Der Vater liest gerade mein zweites Buch. Er ist 74 und hat mit Drachen, Fantasy und fremden Welten nichts am Hut. Also bin ich gerührt, dass er sich durch meine Gedankenwelt müht. Er sagt, er sei beeindruckt. Nicht so sehr wegen der Drachen. Er erinnert sich an meine Schulzeit, als würde meine Schulzeit irgendwas über mich aussagen, über meine Interessen und Talente. Deutsch war nicht mein Lieblingsfach. Meine Aufsätze waren nicht so toll. Ich bin Legasthenikerin, zudem nah an der Wut gebaut, statt am Wasser wie andere. Ich habe nicht eingesehen, warum ich Dinge lernen soll, die mich nicht interessieren. Ich war nie eine schlechte Schülerin, nur unglaublich faul. Ich habe keine Hausaufgaben gemacht und dauernd bei anderen abgeschrieben. Ich habe keine Vokabeln gelernt und jeden Test mit einer Vier zurück erhalten. Das reichte mir völlig aus. Und nun kommt der Vater und meint, weil meine Aufsätze und Erörterungen das waren, was verlangt wurde, nämlich unkreativ, er mich nicht mehr erkennen würde. Er bringt das was ich jetzt schreibe, nicht mit der Tochter die ich mit 16 war, in Einklang. Zwischenzeitlich ist viel passiert. Wäre ich noch das trotzige Kind von damals, ich könnte mich wohl selber nicht leiden. Mir ist klar, er versucht mir ein Kompliment zu machen. Es klingt nur nicht wie eins.

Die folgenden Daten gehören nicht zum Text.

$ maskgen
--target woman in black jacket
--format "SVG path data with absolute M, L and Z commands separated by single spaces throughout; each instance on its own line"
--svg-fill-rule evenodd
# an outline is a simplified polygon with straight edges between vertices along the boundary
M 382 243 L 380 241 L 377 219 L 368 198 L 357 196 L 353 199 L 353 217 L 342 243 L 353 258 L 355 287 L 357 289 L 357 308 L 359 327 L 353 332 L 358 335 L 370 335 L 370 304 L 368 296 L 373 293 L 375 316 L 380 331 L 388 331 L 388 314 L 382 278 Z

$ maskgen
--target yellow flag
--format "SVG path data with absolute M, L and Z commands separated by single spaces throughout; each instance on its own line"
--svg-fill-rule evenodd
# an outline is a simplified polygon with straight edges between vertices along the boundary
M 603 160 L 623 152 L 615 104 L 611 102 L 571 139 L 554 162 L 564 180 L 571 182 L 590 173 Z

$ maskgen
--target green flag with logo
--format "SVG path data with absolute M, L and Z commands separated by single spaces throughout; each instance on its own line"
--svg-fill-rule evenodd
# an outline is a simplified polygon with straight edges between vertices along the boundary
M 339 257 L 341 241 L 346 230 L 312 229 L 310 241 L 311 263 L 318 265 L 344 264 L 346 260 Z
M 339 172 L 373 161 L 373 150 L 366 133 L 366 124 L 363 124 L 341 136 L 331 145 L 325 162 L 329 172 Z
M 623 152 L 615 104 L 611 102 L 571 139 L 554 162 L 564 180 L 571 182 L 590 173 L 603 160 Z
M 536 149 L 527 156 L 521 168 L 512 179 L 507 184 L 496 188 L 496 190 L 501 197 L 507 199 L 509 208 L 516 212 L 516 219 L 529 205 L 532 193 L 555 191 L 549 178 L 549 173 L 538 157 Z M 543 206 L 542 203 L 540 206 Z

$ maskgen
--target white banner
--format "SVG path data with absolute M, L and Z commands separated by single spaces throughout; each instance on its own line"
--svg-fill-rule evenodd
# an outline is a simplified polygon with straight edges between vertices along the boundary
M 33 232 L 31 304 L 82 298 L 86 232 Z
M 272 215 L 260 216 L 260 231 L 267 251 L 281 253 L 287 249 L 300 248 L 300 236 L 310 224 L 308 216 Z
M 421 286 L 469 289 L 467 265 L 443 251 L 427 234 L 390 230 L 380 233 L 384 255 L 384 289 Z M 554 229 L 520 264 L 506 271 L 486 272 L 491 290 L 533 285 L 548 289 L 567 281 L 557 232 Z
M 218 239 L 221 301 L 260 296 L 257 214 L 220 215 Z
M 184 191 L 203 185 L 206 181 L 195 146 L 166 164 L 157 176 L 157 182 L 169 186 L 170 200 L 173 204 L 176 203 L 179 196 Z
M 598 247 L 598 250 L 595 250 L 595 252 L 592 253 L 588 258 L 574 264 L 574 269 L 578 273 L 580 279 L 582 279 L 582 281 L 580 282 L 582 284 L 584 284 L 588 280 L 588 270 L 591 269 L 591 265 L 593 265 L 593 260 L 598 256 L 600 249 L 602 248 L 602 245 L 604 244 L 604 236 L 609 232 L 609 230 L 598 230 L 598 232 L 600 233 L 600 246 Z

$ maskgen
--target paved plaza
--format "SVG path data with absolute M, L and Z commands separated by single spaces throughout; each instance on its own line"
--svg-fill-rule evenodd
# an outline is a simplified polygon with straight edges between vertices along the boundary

Den Wunsch schreiben zu wollen, äußerte ich zum ersten Mal im Alter von 7. Kaum auszudenken, was gewesen wäre, wenn ich damals schon angefangen hätte. Wenn einer gesagt hätte: „Leg los, du darfst jetzt Geschichten erfinden.“ Das ich das darf, wusste ich nämlich nicht. Damals kollidierte ich dauernd mit dem Vorwurf: „Das erfindest du doch. Du lügst.“

Ein Beispiel einer typischen Unterhaltung mit mir, im Alter von sechs oder sieben Jahren:

„Welches Sternzeichen hast du denn?“

Ich: „Löwe“. (Subtext: Ich bin Jungfrau, die Brüder, sehr viel älter als ich, sagten Jungfrau sein ist doof. Ich wollte nicht doof sein, und welche Sternzeichen es noch gab, wusste ich nicht.)

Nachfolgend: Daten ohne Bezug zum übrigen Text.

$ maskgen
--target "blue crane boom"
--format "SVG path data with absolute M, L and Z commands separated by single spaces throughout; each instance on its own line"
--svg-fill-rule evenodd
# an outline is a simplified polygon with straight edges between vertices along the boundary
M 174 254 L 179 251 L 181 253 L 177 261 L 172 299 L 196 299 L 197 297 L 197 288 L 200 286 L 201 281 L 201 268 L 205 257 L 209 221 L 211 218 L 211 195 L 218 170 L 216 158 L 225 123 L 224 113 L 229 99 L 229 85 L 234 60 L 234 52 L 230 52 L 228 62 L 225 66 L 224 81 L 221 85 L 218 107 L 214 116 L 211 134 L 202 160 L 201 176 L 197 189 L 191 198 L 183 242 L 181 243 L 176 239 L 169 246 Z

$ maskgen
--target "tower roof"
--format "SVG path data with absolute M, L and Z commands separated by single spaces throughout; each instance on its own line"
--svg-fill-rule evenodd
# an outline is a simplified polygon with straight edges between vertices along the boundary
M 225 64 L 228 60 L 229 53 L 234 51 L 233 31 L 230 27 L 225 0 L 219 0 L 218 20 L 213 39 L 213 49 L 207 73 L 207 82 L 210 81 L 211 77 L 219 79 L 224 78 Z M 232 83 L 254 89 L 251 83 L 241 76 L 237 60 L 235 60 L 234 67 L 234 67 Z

„Aber du hast doch so spät im August Geburtstag, du kannst kein Löwe sein!“

Ich (Subtext: Warum kann ich mir das nicht aussuchen?): „Dann Affe.“

„Affe gibt´s nicht.“

Ich: „Pinguin?“

Kopfschütteln, unverständnis auf allen Seiten.

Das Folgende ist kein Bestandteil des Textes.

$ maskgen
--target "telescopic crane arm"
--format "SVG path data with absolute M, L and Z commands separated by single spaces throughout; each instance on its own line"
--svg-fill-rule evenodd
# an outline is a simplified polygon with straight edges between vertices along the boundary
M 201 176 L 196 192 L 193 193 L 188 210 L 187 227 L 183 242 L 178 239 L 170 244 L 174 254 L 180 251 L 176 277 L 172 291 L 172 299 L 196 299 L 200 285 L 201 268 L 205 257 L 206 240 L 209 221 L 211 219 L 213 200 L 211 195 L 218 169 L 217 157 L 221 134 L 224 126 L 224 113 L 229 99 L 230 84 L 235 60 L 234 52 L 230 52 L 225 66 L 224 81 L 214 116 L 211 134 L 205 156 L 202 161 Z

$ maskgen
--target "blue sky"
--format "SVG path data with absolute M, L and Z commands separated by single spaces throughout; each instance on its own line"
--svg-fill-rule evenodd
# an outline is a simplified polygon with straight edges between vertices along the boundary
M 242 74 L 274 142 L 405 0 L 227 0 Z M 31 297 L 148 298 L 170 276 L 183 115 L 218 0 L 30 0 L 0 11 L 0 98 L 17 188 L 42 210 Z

„Du bist ein merkwürdiges Kind.“

Ich: „Ja.“

Den Unterschied zwischen „etwas erfinden“ und „lügen“ habe ich erst sehr spät verstanden. Das heißt wiederum, die Erwachsenen um mich herum, haben mich nicht verstanden. Meine Lehrer beschwerten sich bei meinen Eltern über meine Lügengeschichten. Andere Kinder sagten: „Du spinnst.“

Und jetzt? Jetzt bin ich Schriftstellerin. Schreiben ist Lügen mit Erlaubnis. So nämlich.